# Bandanas



## mintchip (Apr 19, 2007)

I am not great at sewing but I've been cutting down regular size bandanas for Oliver. They aren't great but he looks adorable with them.
Have you found any good places for havanese size bandanas?:ear:


----------



## dboudreau (Jan 12, 2007)

You just gave me an idea. We could get Kara to make us all Forum Bandana's and add that to the forum t-shirt project. What do you think?


----------



## mintchip (Apr 19, 2007)

YES!


----------



## Thumper (Feb 18, 2007)

Good idea! I should make some . They are really easy to sew, just staystitch the edges if you don't have a serger (I'm getting a new serger for Christmas, probably)

But even if you don't want to sew the edges, there is this stuff (liquid "fray stop") you can buy at the fabric store which will prevent fraying. I use it on ribbons, mostly..but it would work great for cutting bandanas!

Do post a picture!!!! They sound so cute.

Kara


----------



## Thumper (Feb 18, 2007)

dboudreau said:


> You just gave me an idea. We could get Kara to make us all Forum Bandana's and add that to the forum t-shirt project. What do you think?


ound:

HEHE! You guys are just baiting me with the word "sewing".....I can't resist that word!!!!!!!

Shameful!

Sure. Pick a fabric and I'll sew up bandanas....I love doing stuff like that.

Didn't someone post a Havanese fabric link awhile back?

Kara


----------



## mintchip (Apr 19, 2007)

Not the best photo but it is the first I found!


----------



## Thumper (Feb 18, 2007)

That's cute! What are the measurement of the bandana and the measurements of Oliver's neck?

Kara


----------



## Julie (Feb 8, 2007)

Kara--
I made a bunch of these for the dogs getting adopted from the animal shelter.They really are just a square--but because of "bulk"I cut them down in half diagonally......I zig zagged the edges(no serger).For a hav it would just be starting with a smaller square to begin with....they are cute,but look horrible on my Vin and Quincy(big long coats).They are adorable on the puppy clips and dogs like my Mom's cocker.:wink:


----------



## Thumper (Feb 18, 2007)

Julie, that's so nice of you! I suppose you could really get creative with seasonal themes and whatnot! 

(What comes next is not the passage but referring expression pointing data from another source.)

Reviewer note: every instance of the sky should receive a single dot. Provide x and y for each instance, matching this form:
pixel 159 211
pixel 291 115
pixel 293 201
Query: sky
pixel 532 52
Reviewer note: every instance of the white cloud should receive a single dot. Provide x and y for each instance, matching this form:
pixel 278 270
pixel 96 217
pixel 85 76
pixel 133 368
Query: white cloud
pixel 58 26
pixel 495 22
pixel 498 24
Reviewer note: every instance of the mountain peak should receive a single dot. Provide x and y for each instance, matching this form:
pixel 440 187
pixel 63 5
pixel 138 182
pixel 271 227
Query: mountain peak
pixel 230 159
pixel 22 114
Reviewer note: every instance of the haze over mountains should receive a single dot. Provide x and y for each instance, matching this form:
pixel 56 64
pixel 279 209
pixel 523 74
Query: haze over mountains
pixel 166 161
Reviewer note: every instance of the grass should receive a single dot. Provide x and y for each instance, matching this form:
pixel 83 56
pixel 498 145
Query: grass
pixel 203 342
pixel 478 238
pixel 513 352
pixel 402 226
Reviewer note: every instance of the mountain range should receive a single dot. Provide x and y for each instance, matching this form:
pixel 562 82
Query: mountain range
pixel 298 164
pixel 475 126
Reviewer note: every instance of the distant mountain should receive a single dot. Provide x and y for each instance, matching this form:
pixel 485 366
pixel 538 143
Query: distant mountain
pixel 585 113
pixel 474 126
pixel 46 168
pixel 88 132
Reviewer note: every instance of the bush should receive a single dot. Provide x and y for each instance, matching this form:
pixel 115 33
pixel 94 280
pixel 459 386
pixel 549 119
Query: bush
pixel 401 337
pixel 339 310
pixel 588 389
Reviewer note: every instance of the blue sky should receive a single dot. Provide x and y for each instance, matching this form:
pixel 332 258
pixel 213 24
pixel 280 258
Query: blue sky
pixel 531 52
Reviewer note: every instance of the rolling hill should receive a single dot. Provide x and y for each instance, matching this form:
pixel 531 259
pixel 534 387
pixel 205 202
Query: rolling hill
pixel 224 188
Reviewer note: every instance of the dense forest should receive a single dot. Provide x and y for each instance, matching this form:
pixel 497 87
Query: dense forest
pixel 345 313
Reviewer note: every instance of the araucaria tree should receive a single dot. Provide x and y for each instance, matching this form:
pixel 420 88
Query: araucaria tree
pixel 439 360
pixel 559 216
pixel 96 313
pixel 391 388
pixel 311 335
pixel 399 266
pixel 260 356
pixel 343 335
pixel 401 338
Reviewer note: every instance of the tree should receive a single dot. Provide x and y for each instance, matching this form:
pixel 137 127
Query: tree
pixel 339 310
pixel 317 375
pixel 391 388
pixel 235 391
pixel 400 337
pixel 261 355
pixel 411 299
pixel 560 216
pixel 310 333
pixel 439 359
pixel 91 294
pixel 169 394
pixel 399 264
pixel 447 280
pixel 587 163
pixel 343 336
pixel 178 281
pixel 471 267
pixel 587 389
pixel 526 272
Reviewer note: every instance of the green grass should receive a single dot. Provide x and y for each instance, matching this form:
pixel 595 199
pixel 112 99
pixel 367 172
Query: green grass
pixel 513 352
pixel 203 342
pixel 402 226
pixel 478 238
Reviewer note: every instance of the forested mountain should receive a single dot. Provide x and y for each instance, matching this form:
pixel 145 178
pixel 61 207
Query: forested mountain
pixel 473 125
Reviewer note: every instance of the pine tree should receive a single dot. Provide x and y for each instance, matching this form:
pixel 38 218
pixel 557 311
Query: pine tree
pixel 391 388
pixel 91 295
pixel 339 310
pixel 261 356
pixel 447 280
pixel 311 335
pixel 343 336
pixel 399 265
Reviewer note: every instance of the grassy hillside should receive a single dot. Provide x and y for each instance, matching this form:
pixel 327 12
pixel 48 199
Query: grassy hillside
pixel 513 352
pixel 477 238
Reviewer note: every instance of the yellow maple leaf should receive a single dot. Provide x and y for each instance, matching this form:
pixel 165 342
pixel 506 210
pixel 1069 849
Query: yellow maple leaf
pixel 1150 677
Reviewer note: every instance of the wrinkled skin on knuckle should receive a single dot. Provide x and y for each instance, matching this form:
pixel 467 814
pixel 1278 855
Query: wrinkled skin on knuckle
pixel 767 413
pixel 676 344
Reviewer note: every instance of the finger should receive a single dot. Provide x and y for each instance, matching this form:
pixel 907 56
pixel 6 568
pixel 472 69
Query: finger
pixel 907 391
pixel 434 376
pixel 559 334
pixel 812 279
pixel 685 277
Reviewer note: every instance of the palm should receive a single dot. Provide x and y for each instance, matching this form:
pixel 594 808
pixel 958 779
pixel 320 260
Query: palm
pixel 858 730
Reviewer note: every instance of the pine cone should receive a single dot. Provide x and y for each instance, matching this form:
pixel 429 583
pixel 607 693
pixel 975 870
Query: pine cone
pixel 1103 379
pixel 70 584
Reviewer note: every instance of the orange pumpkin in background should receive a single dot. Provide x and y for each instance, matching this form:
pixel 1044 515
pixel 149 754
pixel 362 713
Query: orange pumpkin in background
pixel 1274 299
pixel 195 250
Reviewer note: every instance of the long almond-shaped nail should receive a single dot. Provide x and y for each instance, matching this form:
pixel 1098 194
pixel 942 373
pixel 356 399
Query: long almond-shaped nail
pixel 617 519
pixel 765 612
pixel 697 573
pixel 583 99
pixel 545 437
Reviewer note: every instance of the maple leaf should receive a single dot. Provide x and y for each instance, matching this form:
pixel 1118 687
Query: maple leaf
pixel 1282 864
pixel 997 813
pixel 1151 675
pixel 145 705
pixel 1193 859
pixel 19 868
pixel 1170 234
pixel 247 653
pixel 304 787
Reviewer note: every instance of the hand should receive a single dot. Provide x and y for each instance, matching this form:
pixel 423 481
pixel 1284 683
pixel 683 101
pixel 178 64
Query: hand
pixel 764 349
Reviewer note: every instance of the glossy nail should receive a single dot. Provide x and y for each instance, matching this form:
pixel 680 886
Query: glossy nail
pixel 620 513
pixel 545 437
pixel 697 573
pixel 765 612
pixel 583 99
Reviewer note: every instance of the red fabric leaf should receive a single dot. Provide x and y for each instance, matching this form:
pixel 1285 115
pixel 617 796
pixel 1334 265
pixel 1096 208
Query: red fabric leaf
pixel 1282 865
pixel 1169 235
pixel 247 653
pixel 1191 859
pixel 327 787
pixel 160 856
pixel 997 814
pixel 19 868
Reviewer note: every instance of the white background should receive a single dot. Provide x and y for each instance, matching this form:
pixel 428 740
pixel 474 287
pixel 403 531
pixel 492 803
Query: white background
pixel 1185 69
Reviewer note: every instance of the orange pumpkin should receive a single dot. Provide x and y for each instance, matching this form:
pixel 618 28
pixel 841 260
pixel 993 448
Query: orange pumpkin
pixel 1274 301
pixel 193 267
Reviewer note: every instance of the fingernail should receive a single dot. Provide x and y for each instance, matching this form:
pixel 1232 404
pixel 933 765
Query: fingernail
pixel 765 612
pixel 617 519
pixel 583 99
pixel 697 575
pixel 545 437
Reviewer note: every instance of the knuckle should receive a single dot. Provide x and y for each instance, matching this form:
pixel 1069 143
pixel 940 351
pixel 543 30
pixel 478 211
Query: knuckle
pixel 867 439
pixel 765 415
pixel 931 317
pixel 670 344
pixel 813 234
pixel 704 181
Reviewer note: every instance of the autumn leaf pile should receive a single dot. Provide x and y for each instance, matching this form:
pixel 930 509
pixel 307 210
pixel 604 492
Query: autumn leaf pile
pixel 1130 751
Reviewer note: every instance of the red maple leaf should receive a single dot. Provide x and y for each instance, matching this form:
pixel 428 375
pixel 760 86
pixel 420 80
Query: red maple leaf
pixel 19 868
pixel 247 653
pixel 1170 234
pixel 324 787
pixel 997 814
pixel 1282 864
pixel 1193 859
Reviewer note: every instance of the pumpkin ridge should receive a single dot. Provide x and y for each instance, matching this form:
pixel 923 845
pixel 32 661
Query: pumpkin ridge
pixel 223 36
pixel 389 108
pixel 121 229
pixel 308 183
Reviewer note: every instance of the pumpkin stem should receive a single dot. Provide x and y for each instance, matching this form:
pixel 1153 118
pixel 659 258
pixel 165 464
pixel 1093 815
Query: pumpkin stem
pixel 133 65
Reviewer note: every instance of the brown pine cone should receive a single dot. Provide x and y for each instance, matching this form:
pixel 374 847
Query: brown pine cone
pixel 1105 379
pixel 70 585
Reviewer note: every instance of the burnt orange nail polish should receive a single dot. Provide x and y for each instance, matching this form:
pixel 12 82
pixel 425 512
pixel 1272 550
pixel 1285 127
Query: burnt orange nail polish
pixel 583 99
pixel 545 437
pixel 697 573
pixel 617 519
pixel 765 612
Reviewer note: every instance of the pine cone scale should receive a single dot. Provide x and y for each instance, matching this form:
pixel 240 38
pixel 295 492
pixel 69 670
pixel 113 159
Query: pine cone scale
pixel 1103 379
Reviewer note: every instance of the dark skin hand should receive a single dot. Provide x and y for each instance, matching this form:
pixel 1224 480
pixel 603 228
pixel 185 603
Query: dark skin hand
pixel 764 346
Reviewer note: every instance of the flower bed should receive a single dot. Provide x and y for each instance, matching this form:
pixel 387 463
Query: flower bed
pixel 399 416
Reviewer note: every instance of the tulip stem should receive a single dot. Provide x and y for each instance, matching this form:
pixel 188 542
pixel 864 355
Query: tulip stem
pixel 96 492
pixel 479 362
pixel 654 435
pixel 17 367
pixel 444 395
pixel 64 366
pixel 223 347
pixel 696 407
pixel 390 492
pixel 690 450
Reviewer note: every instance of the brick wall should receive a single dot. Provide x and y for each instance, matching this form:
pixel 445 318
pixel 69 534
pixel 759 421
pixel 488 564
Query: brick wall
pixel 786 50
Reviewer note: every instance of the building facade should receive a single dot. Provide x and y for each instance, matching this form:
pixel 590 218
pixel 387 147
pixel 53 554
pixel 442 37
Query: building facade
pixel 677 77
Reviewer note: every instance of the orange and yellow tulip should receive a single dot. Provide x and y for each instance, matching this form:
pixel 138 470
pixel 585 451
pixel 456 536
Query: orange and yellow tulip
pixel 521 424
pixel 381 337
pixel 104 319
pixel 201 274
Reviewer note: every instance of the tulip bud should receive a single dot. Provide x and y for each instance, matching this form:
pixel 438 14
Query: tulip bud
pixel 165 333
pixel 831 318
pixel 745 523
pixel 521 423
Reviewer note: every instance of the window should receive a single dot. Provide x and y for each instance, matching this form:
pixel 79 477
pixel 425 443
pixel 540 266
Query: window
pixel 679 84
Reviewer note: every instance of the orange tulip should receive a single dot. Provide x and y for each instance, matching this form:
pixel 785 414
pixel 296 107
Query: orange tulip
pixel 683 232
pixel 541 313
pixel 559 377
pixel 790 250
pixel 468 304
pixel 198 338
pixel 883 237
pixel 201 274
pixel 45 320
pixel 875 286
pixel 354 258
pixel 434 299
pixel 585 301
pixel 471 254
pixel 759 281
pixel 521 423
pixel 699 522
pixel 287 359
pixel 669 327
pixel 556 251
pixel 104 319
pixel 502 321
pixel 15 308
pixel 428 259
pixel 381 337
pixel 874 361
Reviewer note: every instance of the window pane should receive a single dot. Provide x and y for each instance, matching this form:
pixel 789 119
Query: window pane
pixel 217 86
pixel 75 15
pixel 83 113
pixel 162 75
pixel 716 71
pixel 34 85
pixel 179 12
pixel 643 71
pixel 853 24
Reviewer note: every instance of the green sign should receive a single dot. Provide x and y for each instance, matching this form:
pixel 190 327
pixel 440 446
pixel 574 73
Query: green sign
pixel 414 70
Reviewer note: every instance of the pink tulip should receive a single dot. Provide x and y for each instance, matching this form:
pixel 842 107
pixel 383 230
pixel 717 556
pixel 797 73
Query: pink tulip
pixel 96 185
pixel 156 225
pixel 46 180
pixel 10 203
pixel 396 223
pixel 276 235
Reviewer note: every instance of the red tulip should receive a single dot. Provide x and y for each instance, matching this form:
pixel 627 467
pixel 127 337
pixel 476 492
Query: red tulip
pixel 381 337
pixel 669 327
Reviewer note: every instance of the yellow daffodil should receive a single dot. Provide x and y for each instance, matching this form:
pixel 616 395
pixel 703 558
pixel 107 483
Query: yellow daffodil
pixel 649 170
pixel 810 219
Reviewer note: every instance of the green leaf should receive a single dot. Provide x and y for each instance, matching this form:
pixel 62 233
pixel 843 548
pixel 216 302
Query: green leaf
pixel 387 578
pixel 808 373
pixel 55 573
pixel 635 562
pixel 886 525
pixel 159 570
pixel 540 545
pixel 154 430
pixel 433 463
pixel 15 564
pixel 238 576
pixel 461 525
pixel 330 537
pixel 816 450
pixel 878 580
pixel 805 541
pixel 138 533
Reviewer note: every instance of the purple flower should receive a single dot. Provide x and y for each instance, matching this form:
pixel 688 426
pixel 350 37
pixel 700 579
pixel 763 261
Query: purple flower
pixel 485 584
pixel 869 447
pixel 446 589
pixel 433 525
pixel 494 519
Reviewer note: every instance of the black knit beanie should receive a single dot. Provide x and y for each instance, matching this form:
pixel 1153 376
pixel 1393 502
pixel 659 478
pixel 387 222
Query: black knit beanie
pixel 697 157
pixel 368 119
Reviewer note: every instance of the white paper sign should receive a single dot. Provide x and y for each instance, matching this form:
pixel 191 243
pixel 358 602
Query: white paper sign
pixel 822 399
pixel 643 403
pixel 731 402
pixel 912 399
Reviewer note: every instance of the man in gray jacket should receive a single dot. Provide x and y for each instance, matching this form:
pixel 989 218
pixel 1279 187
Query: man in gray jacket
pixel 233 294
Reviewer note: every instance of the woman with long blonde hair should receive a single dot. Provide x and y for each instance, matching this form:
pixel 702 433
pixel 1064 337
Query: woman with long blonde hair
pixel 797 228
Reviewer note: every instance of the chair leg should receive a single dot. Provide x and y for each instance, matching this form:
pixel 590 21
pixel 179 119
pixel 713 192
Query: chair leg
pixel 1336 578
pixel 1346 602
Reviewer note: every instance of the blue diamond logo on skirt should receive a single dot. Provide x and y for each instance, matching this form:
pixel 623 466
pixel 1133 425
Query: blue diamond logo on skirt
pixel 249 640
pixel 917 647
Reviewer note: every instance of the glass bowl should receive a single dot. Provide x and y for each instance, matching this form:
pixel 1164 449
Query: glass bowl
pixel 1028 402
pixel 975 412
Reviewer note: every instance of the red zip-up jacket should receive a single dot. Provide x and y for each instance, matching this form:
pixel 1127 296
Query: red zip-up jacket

Gosh, like I NEED an excuse to buy more fabric!!!!! ound: I'm already HIDING it all over the house so my husband doesnt' know I've bought more.

Kara


----------



## Julie (Feb 8, 2007)

What we did was "adoption bundles" with the Girl Scouts.We made braided dog chew toys,made treats and then wrapped new plush toys in bandannas and it all became a bundle.They were cute.The girls collected dog and cat food too.I think we took 75-100 bundles and all that stuff.....the animal shelter was just"oh,thanks".The girls were so disappointed. 
If we do it again,it will be to a more grateful source.......:biggrin1:


----------



## Suuske747 (May 9, 2007)

yay!! Alrighty then, my order, 

a dark purple bandana around a roundleather collar 

hihihi just send me the bill hahahaha

Oh and while you are at it, I'd like a nice dark purple coat to go with it hihihi just tell me the measurement you need hahahahahahhahaha


----------



## Thumper (Feb 18, 2007)

So is purple your favorite color? hehe. I think Sierra needs a purple cloak, maybe with a crown! 

Julie, that's too bad that they weren't very grateful. I bet the girls were bummed after all that hard work.

Kara


----------



## mintchip (Apr 19, 2007)

Here is a better shot of Oliver and his bandana.

Keep your hands away from my photos!


----------



## Julie (Feb 8, 2007)

That is a cute picture of Oliver with his bandanna!He looks like he's ready to "rope and ride" with the cowboys in that one!Adorable!


----------



## mintchip (Apr 19, 2007)

Thanks Julie. He won't let me put anything in his hair but loves bandanas.
Sally


----------



## Jane (Jun 2, 2007)

Sally, 

Oliver looks so handsome with that red bandanna on!! How adorable!


----------



## Doggie Nut (Oct 20, 2006)

:thumb: Oliver looks very tres' chic.....very french....very Maurice Chevalier!! Ooh la la!!


----------



## radar_jones (May 6, 2007)

Hey Mintchip I love the SF bandana....hava-BarryBonds....:biggrin1:


----------



## mintchip (Apr 19, 2007)

radar_jones said:


> Hey Mintchip I love the SF bandana....hava-BarryBonds....:biggrin1:


Go Giants!!! Good luck Barry!


----------



## ama0722 (Nov 28, 2006)

I don't usually put them on Dora but I bought a cute one with a matching visor at a rescue event. The bandana doesn't tie around the dog but just slips thru the collar. It is quite cute though!

Amanda


----------



## dschles (Jan 23, 2007)

I prefer the bandanas that slide on the collar to the ones that tie around the neck because they stay on better.


----------



## radar_jones (May 6, 2007)

Can I put a construction worker Uniform on Radar and we can have our own "Village-Hav" show.


----------